A new blood test that would enable the commonest childhood illnesses to be diagnosed in less than an hour could “transform” medical care, doctors say.
Currently it can take doctors hours, days or even weeks to identify which of 18 infectious and inflammatory diseases a child with a worryingly high temperature is suffering from.
The delay means clinical teams cannot be sure whether the infant has group B streptococcus, respiratory syncytial virus (RSV), tuberculosis or another ailment. Doctors therefore cannot immediately distinguish between a bacterial infection, which may be life-threatening, and other, less serious illnesses.
The new findings suggest that the test, developed by an international team of doctors and scientists, could enable sick children around the world to be diagnosed more quickly and receive better treatment by cutting the time health professionals have to wait for a blood test to be analysed.
Professor Michael Levin, an expert in child health at Imperial College London who has helped to develop the novel approach, said that it could prove “transformative for healthcare”.
“Despite huge strides forward in medical technology, when a child is brought into hospital with a fever, our initial approach is to treat based on the doctors’ ‘impression’ of the likely causes of the child’s illness,” he said.
“As clinicians, we need to make rapid decisions on treatment, often just based on the child’s symptoms, information from the parents, and our medical training and experience.
“But we may not know whether a fever is bacterial, viral or something else until hours or days after a child has been admitted, when their test results come back. Such delays can stop patients getting the right treatment early on, so there is a clear and urgent need to improve diagnostics.
“Using this new approach, once it’s translated to near point-of-care devices, could be transformative for healthcare.”
The diagnostic test works by analysing a patient’s “gene expression”, according to new findings by the team involved, which has been published in the Cell Press journal Med.
The experts behind it used data from several thousand patients, including more than 1,000 children who had had an infectious or inflammatory disease, to identify which key genes were turned “on” or “off” in their response to a range of ailments. That gave them a molecular signature of disease.
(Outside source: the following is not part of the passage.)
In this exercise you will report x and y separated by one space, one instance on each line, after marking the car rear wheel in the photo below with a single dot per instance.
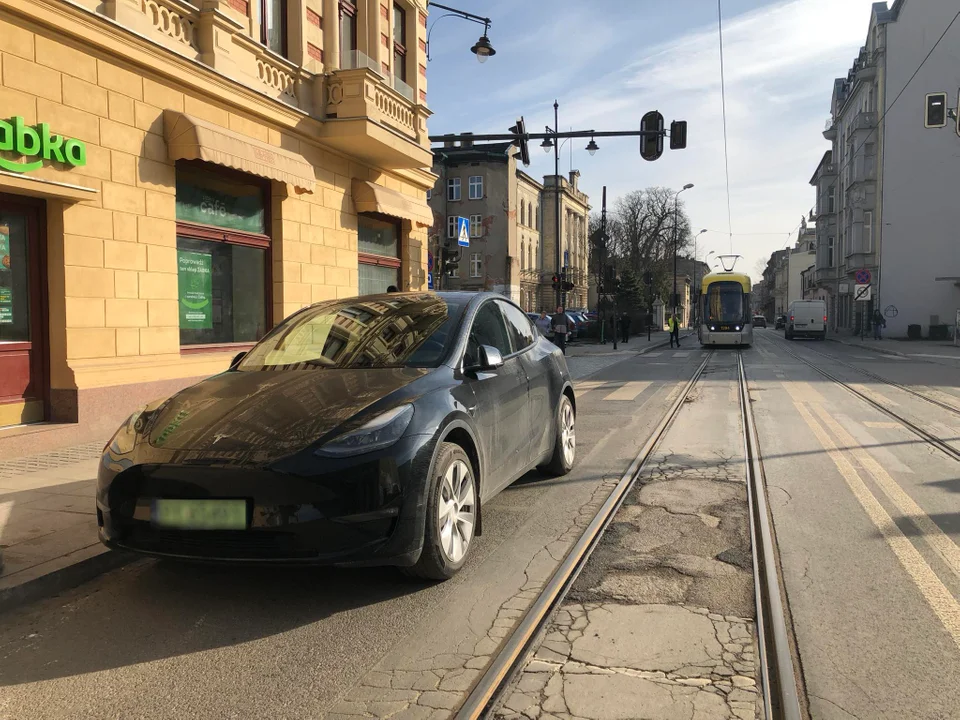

They then used machine learning to work out which patterns of gene expression corresponded to which particular diseases and pathogens and focused on 161 genes for 18 conditions.
Dr Myrsini Kaforou, a senior lecturer in Imperial’s department of infectious diseases and a co-author of the paper, said: “This body of work has enabled us to identify the molecular signature of a wide range of diseases based on 161 genes, out of thousands of genes in the human genome.
“By distinguishing between many diseases at the same time within the same test, we have developed a more comprehensive and accurate model that aligns with the way clinicians think about diagnosis.
“With this initial proof-of-concept study, we’ve been able to show that our multi-disease, machine-learning diagnostic approach works.”